Roski Talks: Martin O'Brien
Tues., Nov. 8, 7pm
Roski Graduate Building
Los Angeles Arts District
Roski Talks are free and open to the public
Reservations requested here.
1262 Palmetto Street, Los Angeles CA 90013
ABOUT THE ARTIST
Martin O’Brien is an artist, scholar, teacher, and zombie. He is one of the UK’s best known performance artists and has recently won the Philip Leverhulme Prize 2021 for Visual and Performing Arts. His work has been written about in books and articles, including Survival of the Sickest: The Art of Martin O'Brien (LADA, 2018), and his work has been featured on BBC radio and Sky Arts television. He has performed throughout the UK, Europe, US, and Canada.
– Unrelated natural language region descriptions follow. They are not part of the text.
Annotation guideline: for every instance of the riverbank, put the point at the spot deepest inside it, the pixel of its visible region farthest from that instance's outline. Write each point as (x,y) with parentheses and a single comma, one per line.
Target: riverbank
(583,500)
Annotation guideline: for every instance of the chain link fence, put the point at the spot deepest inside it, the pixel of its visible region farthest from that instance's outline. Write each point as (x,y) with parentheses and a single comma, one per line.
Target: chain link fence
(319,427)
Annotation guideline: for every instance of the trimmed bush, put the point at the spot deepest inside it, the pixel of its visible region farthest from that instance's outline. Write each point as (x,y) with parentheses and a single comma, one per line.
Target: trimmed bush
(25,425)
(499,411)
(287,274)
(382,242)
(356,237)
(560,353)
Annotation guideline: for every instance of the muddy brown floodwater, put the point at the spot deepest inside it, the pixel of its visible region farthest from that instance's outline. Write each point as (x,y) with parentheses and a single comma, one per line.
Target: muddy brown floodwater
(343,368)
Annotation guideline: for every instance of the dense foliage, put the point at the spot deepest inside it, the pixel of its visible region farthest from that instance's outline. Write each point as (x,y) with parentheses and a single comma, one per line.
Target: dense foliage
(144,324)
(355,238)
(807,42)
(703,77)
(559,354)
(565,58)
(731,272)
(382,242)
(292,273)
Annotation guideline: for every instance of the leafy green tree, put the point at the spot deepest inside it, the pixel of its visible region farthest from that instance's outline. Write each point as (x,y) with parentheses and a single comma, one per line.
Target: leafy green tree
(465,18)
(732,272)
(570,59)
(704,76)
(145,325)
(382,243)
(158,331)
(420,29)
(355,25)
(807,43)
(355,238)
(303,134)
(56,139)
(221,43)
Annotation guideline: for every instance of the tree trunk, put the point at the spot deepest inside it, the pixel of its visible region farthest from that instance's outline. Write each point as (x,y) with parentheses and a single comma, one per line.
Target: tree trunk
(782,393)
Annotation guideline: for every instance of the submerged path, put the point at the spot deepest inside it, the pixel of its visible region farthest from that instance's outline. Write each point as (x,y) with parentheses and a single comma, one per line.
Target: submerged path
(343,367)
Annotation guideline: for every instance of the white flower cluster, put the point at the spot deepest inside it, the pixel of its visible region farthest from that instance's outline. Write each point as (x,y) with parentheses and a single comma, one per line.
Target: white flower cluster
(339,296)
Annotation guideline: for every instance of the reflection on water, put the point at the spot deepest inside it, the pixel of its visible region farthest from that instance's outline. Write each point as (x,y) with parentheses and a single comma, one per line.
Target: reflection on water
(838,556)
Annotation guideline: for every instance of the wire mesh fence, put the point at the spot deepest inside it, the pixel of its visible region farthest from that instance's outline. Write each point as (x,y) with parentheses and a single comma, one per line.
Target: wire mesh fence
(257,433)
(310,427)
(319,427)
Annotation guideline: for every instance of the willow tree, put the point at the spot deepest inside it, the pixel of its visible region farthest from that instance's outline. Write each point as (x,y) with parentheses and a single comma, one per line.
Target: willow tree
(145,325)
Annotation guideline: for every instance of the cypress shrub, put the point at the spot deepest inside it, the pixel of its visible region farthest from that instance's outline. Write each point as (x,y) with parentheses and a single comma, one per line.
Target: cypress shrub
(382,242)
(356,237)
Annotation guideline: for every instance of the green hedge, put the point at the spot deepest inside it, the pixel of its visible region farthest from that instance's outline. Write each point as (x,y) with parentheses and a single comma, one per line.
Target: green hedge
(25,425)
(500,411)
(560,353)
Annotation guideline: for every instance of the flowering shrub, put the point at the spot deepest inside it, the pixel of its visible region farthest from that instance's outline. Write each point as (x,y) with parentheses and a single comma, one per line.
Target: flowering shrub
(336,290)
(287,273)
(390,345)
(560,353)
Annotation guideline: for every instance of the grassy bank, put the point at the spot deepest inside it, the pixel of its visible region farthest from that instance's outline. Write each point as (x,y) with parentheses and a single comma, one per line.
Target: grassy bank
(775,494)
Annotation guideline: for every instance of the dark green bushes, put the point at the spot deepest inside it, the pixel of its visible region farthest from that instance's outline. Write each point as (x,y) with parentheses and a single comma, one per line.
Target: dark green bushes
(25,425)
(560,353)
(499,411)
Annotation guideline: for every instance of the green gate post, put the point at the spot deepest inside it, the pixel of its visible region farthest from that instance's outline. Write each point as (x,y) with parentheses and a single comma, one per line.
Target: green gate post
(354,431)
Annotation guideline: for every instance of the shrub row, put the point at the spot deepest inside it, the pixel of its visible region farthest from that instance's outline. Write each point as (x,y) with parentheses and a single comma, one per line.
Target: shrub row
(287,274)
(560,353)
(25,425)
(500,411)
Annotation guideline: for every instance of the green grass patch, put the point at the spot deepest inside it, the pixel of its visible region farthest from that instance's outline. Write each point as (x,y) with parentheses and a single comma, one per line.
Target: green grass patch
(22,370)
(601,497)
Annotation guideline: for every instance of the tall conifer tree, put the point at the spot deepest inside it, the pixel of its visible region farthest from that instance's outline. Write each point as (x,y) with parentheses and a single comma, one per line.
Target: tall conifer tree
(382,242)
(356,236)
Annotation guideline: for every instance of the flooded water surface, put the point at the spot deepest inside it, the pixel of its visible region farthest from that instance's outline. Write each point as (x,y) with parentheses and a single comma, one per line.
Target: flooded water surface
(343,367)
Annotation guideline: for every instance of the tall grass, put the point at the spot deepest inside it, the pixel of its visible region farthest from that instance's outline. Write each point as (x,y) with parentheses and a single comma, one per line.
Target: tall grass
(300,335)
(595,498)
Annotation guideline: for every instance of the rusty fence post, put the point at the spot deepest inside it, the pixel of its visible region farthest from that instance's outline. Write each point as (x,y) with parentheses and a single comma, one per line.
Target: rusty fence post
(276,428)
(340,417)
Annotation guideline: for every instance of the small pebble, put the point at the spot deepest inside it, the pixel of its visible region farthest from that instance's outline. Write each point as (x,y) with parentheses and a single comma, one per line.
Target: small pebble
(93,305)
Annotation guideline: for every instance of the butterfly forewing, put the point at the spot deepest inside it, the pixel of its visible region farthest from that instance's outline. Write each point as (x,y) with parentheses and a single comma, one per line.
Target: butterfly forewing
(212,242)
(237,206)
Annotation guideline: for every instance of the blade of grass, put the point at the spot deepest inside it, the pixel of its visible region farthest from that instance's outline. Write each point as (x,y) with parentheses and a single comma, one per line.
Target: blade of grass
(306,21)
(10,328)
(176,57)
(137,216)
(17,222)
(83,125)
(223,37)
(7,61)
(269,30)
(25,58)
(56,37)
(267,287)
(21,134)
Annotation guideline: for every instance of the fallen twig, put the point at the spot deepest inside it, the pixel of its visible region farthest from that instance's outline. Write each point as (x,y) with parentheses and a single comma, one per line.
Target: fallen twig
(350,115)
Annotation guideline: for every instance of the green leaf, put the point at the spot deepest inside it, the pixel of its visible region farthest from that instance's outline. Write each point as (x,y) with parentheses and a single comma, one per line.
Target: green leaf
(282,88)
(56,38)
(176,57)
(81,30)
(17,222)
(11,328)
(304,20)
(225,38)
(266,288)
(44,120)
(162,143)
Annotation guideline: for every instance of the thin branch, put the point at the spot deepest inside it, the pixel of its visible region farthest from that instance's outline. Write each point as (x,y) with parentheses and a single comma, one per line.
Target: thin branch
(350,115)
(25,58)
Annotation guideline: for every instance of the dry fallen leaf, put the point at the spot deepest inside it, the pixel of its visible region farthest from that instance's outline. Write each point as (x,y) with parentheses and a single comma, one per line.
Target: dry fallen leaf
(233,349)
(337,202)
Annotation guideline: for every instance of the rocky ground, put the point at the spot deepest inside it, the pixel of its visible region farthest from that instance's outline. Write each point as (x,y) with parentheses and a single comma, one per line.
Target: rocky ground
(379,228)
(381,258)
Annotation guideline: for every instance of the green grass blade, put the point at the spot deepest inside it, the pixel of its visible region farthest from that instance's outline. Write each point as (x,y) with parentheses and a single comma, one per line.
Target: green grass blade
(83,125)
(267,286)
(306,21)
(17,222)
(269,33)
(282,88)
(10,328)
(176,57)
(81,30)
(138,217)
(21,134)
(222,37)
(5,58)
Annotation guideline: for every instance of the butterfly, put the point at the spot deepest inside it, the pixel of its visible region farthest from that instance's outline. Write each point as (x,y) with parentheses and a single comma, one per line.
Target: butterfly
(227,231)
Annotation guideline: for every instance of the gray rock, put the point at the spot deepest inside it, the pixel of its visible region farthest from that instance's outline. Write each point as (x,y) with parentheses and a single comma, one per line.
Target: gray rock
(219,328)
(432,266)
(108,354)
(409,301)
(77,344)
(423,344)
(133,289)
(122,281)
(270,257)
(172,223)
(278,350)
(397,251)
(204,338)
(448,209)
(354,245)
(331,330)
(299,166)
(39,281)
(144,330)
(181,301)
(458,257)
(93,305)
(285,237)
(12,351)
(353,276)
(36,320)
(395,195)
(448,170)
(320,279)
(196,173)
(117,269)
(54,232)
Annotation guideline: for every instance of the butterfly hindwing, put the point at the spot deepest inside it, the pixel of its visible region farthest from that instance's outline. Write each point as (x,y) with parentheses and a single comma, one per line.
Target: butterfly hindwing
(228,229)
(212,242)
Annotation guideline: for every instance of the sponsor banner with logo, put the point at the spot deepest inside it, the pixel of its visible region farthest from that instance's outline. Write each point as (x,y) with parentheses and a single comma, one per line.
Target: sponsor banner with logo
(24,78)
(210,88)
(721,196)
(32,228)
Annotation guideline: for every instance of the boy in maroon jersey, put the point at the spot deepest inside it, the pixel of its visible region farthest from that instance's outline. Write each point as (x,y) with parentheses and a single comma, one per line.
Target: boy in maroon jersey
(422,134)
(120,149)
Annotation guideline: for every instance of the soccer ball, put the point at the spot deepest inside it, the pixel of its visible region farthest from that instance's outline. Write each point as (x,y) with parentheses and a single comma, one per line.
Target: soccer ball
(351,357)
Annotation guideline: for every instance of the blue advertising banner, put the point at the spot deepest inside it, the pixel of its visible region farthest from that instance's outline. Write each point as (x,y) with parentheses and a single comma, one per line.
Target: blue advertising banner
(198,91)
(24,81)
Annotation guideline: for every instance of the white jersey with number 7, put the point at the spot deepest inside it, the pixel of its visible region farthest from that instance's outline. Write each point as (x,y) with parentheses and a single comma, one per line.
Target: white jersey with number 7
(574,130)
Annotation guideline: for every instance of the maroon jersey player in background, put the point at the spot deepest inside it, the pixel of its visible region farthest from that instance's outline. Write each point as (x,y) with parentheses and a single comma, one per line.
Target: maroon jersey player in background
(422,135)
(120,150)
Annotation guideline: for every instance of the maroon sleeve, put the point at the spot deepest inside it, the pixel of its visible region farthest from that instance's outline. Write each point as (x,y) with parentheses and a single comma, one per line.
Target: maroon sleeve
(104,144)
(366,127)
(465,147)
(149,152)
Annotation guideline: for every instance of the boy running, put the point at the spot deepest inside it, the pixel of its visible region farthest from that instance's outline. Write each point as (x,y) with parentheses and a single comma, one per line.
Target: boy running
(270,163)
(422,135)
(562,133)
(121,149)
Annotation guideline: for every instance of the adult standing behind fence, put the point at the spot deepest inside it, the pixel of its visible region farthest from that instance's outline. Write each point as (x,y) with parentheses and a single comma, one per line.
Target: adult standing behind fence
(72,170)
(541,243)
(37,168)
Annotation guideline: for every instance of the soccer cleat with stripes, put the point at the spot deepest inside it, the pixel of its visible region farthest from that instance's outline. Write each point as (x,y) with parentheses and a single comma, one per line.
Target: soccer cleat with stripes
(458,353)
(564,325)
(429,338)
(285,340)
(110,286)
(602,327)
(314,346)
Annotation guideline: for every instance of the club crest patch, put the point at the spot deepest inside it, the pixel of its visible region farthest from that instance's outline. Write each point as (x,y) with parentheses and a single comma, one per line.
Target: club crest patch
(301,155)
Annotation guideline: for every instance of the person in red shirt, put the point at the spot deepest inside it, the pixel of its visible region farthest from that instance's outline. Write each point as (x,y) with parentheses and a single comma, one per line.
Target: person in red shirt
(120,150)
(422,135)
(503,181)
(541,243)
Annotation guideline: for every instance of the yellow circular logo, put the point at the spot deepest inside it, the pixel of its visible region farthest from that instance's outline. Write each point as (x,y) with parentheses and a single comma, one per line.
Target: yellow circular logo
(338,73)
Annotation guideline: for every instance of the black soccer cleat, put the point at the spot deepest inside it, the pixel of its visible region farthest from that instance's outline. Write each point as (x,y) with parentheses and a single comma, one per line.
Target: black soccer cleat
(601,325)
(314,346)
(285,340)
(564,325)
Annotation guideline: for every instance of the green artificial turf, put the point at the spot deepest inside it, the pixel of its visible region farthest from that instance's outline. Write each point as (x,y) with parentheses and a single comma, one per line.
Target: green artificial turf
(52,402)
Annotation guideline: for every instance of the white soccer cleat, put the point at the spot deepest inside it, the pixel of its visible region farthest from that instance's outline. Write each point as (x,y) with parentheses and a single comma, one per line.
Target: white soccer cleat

He is best known for his long durational solo performances and his collaborations with legendary LA artist Sheree Rose. His most recent works have been at the ICA and Tate Britain (both London). He is Senior Lecturer in Live Art at Queen Mary University London. In 2023 he will spend the year as writer-artist in residence at Whitechapel Gallery (London).
ABOUT THE TALK
Deathly Durations: Illness, Temporality and Queer Death
The coffin is sealed shut; the faint sound of coughing can be heard from inside, ringing out through the night. In another place, a group are meeting. The Last Breath Society gather to breathe together, to mourn their own life and rehearse for the inevitable.
This artist lecture thinks through images of death and dying in performance. O’Brien will ask what can be understood about life and its opposite by looking at works of art by people at the end of their life. The talk will engage particularly with works that resist conventional narratives of illness, by constructing difficult and political images through durational action-based performance. O’Brien will think through his own recent performance-installation at the Institute of Contemporary Arts (London) ‘The Last breath Society (Coughing Coffin)’, which explored the politics of living longer than expected in order to understand an enactment of durational thinking through death and decay.